For this dish, you need to make the rhubarb vinaigrette into a sufficiently thick emulsion that it can stand up on the plate (we do not dress the spring vegetables in the vinaigrette, but artfully decorate the plate and allow the enjoyer to dab each fork full into the emulsion). You may need to modify my recipe in two ways. First, if possible, prepare the vinaigrette in a blender. You will make a perfect emulsion every time. Second, you may need more grape seed oil than indicated. Just continue adding oil, a little at a time, until the emulsion can coat the back of a spoon.

Spring Vegetables, Poached Quail Egg, Rhubarb Vinaigrette
Spring on a plate

Makes 4 servings.

4 poached quail eggs (recipe)
about 1 cup barely-packed pea shoots
about 1/2 cup rhubarb vinaigrette (recipe)
about 1 cup fresh green peas
about 1 and 1/4 cups asparagus tips
3 tablespoons unsalted butter
2 medium spring onions, sliced into quarters
sea salt, to taste
freshly-ground black pepper, to taste
fleur de sel, to garnish

Poach the quail eggs per that recipe. Plunge into an ice bath. Once cool, drain. Using kitchen shears, trim any unsightly tails off the poached egg. Set aside.

In a small mixing bowl, combine the peashoots and enough rhubarb vinaigrette to barely coat. Toss. Set aside.

Bring a large stockpot of heavily-salted water to boil. Add the green peas and asparagus tips. Once the water returns to a boil, lower heat to a simmer. Blanch for 60 seconds. Drain. Pat dry.

Sauteing spring vegetables
Sauteing the spring onion, green peas, and asparagus tips

Meanwhile, heat a large saute pan over medium heat. Add the butter. Once melted and bubbling, add the spring onion and the drained green peas and asparagus. Saute, stirring occasionally, until warmed through and coated in butter, about 2 minutes. Season with sea salt and black pepper to taste.

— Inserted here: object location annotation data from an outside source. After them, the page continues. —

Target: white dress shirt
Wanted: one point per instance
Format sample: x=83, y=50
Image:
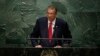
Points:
x=53, y=24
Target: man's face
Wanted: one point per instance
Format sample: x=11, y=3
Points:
x=51, y=14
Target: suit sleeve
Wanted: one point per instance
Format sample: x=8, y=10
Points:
x=66, y=33
x=35, y=34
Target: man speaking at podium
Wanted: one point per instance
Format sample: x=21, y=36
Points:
x=50, y=27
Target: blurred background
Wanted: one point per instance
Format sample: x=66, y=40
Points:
x=17, y=19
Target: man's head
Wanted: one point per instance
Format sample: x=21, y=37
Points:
x=51, y=12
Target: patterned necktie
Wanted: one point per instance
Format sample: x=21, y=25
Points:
x=50, y=31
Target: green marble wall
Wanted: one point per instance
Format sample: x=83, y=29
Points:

Spring vegetables formed with a pastry ring
Plating the spring vegetables into a mound using a pastry ring

To plate, place a small dollop of rhubarb vinaigrette in the center of a large, white plate. Place a round pastry ring that is about 3" wide and at least 3" tall in the center of the plate. Spoon the sauteed spring vegetables into the ring until you have a mound about 2" tall. Place a small dollop of rhubarb vinaigrette on top. Place a small bunch of the dressed pea shoots on one side of the top of the spring vegetables. Place a quail egg in the center of the spring vegetables. Jiggle the pastry ring to make sure the vegetables are stable. Slowly remove the pastry ring. Some of the peas might roll out (remove them from the plate) but the vegetable "mound" should stay intact. Using a teaspoon, place two dollops of rhubarb vinaigrette on opposite ends of the plate. Using a small offset spatula, swirl the vinaigrette across the plate. Garnish the mound with fleur de sel.

Spring Vegetables, Poached Quail Egg, Rhubarb Vinaigrette
Plated, garnished, and ready to serve

Serve. Pairs well with a white wine of the Sauvignon blanc grape from the Sancerre AOC in the Loire Valley, France.